Belt sanders are not considered to be "instruments of fine woodworking" ... but maybe this is a mistake. There are plenty of times that an aggressive tool is required to make light work of otherwise tedious jobs. I discovered the real trick to using any tool, particularly a belt sander is to KNOW THE TOOL. When you realize this, you begin to understand it's capabilities, limits and drawbacks.

What I discovered is that a heavy grit on a belt sander is probably best avoided, unless you are actually planning to dig the garden with it or fell trees. 40, 60 and sometimes even 80 grit sanding belts will make mincemeat of wood very quickly. The can also leave  scratches and heavy gouges in the wood that are very difficult to remove. Lesson #1 - when using a belt sander, start off with a finer grade belt that what you think you will need. If you do this you will get a much better "feel" for what the sander and the type of grit will do for you. If you are removing a finish, this rule is particularly useful.

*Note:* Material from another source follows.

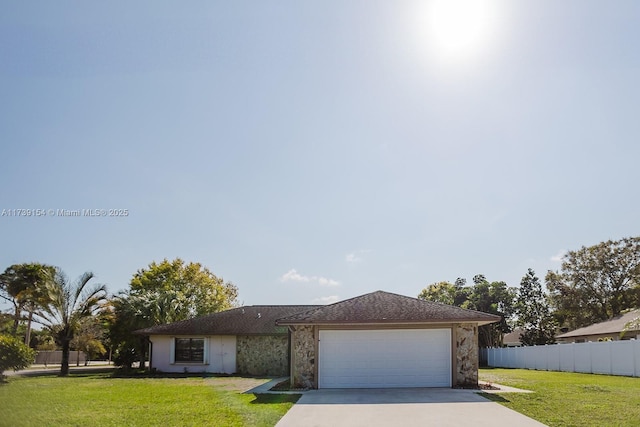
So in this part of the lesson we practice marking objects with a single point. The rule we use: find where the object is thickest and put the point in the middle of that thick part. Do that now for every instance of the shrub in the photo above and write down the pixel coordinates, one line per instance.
(14, 354)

  One lesson I learned a while ago is that "plaster-of-paris" works great for filling in holes in gyproc, which is what happened when the piece I started to sand a piece of wood and all of a sudden it took flight and embedded itself in the wall of my workshop. Lesson #2 work safe, fasten your work down securely.

I also discovered that for some reason, when you try to sand across the grain, it is almost impossible to remove those scratches without actually planing off the top layer of wood. Lesson #3 - don't sand across the grain of the wood.

I also found that if you do not pay close attention to what you are sanding, even if you start off with a 2 x 4 plank, you will soon end up with a popsicle stick. Lesson #4 - Mark your surface with the wavy line of a pencil to monitor how deep you are sanding.

There are also some unique anomolies you may find with some woods and sanding grits. For example an 80 grit sand paper belt, for some strange reason, appears to take off as much or more material than a 60 grit belt when working with large leaf maple. I suspect the reason for this is the grain structure of the wood. This means you can actually take off as much material with a 80 grit belt and not worry about gouging the living daylights our of your wood.

Having used my belt sander extensively to refinish some hardwood floors, I can say I am quite comfortable in their use now, but this came by way of lots careful use and getting a feel for the tool.